Apesar de estar escuro e frio, a Ponte de Westminster estava lotada, e eu parecia ser a única pessoa atravessando-a no sentido norte, contra uma

onda de turistas tirando fotos. O ar frio soprando do rio fazia meus olhos lacrimejarem, e, assim que olhei para cima, o Big Ben anunciou os quinze minutos. O relógio brilhante e a imponente fileira de janelas nas Casas do Parlamento reluziram amarelos, refletidos na água. Apesar de fazer esse caminho todos os dias, a nortista caipira em mim ainda ficava empolgada sempre que via os famosos pontos turísticos de Londres.

Apertei o passo, pois não queria me atrasar para o início do meu turno às 6 horas, e subi os degraus do vasto complexo do hospital Guy’s and St Thomas’. Acenei a cabeça e dei boa-noite para a fileira de pacientes em cadeiras de rodas parados do lado de fora da entrada principal, revezando baforadas em seus cigarros e máscaras de oxigênio, e peguei um dos elevadores de serviço para descer até o térreo. O hospital tinha reformado fazia pouco tempo o departamento de acidentes e emergências, e o espaço era moderno e iluminado. A ala principal estava movimentada e barulhenta. Quando abri a porta da sala de descanso, minha amiga e colega dra. Diane Kochanowski se apressou para me receber. Ela era um pouco mais velha do que eu, com seus 50 e poucos anos, tinha um corte militar no cabelo grisalho e a pele oliva.

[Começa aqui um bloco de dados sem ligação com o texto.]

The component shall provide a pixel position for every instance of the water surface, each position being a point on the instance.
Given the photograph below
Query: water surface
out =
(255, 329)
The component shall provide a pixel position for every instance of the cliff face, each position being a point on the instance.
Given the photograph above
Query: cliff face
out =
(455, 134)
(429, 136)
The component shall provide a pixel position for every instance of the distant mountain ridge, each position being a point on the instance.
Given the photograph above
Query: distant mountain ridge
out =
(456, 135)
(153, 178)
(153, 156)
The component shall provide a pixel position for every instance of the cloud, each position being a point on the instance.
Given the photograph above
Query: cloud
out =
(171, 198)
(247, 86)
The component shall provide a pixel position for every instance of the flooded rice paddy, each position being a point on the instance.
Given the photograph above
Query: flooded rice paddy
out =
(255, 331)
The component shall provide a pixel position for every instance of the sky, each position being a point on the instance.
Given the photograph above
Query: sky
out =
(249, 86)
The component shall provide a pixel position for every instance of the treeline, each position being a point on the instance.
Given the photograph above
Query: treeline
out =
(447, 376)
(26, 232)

– Oi, Mags, nem respire. Tem um M10 chegando. Cinco minutos. Jovem, várias facadas – ela disse, colocando um par de luvas de látex.

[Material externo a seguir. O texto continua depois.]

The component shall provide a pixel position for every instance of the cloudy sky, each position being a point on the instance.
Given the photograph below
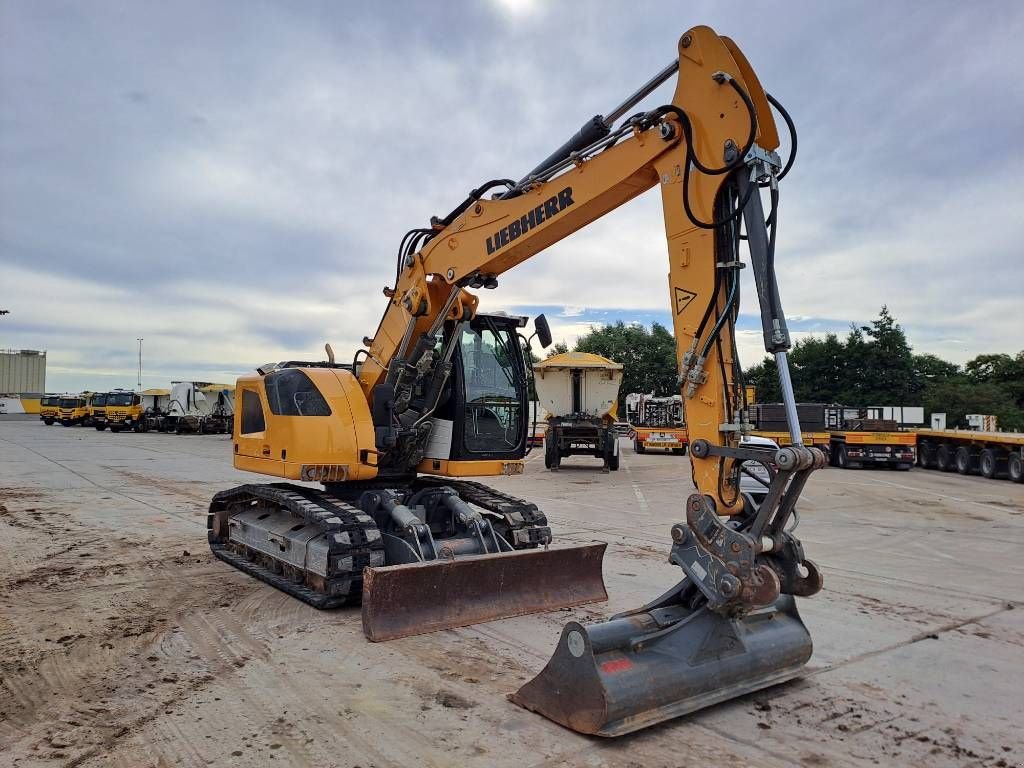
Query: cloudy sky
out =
(230, 180)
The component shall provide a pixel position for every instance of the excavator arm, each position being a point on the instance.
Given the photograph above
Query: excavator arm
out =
(709, 151)
(731, 625)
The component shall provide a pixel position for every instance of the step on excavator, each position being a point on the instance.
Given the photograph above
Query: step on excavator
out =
(439, 393)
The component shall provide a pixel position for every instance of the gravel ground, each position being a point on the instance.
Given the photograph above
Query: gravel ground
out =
(123, 642)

Todos os traumas e condições recebem um código. M10 significava trauma penetrante, ferimento por arma de fogo ou esfaqueamento. Nós o usávamos com uma frequência deprimente.

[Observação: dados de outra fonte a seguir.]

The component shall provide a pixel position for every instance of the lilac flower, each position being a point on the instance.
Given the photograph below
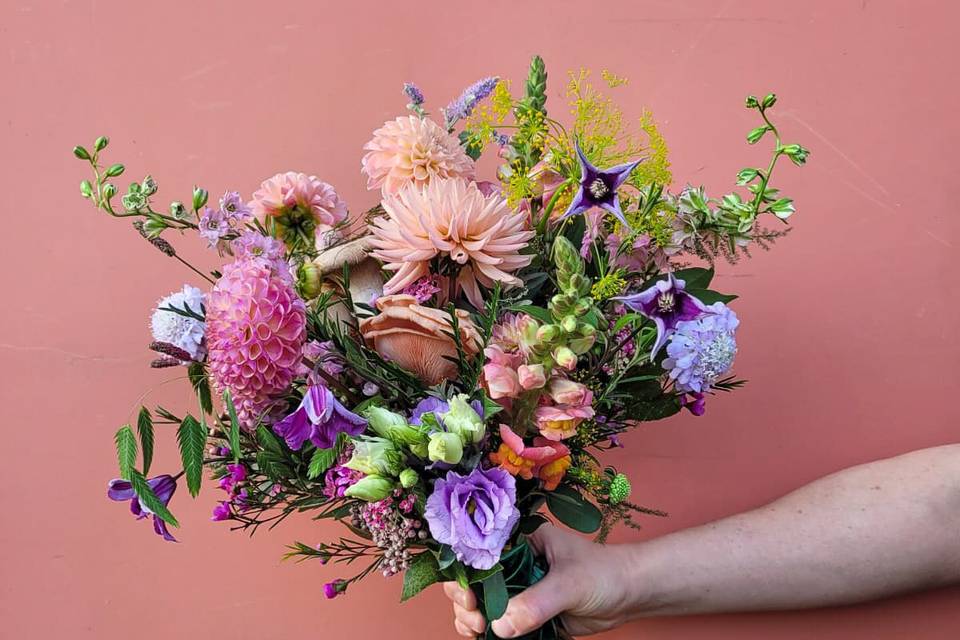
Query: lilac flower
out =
(702, 350)
(464, 105)
(667, 304)
(319, 418)
(474, 514)
(598, 188)
(234, 208)
(413, 92)
(163, 487)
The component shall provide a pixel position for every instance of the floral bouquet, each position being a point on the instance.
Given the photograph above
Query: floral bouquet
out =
(441, 372)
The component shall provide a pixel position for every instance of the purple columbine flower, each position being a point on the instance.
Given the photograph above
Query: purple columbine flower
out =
(474, 514)
(413, 92)
(163, 487)
(319, 418)
(598, 188)
(667, 304)
(464, 105)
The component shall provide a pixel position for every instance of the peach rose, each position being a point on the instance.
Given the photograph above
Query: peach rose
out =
(415, 337)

Disparei para a área dos funcionários, enfiando minha bolsa em um armário, me troquei e me lavei. Saí para a enfermaria alguns minutos depois, quando dois paramédicos passaram correndo carregando uma maca com um jovem sangrando para a baia de reanimação mais próxima.

Tive o pressentimento de que seria uma noite agitada.

Orapaz devia estar no fim da adolescência. Suas roupas tinham sido cortadas na metade superior, e seu peito e estômago eram uma confusão de bandagens de compressão encharcadas de sangue.

Eu os segui até a reanimação e, com movimentos eficazes, o posicionamos na mesa de exame. Meu time para esse turno era Diane e dois enfermeiros emergencistas, Raj e Kelly. Trabalhei com Barry, o paramédico principal, durante anos. Ele tinha um sotaque irlandês agudo como o do Ian Paisley, que em nada combinava com suas feições brutas de urso.

–O nome do garoto é Kyle Lewis. Ele tem 15 anos. Levou sete facadas no peito e no abdômen – ele contou.

O jovem estava meio inconsciente, lutando para respirar, com o rosto contorcido pela dor. Sua cabeça estava raspada e maçãs do rosto eram finas e côncavas. Seu rosto sujo estava marcado por rastros de lágrimas.

–Não consigo… respirar – ele ganiu.

–Kyle, meu nome é Maggie. Sou médica. Você está seguro – eu disse, levantando com gentileza o chumaço de bandagens empapadas de sangue do seu peito.

As facadas eram fundas, o ataque devia ter sido frenético. Sua respiração ruidosa indicava um pneumotórax, o que significava que o ar estava entrando em seus pulmões através da perfuração em seu peito, e uma grande quantidade de sangue jorrava de uma facada próxima ao coração.

–Seis unidades de O negativo, 45 miligramas de morfina – pedi.

Raj e Kelly entraram em ação, inserindo cateteres, sangue e fluidos. Os olhos do rapaz se arregalaram, e seu corpo começou a tremer violentamente. O monitor de frequência cardíaca emitiu um som prolongado, anunciando uma parada cardíaca, e vi que ele não estava mais sangrando. Havia uma facada muito perto do coração.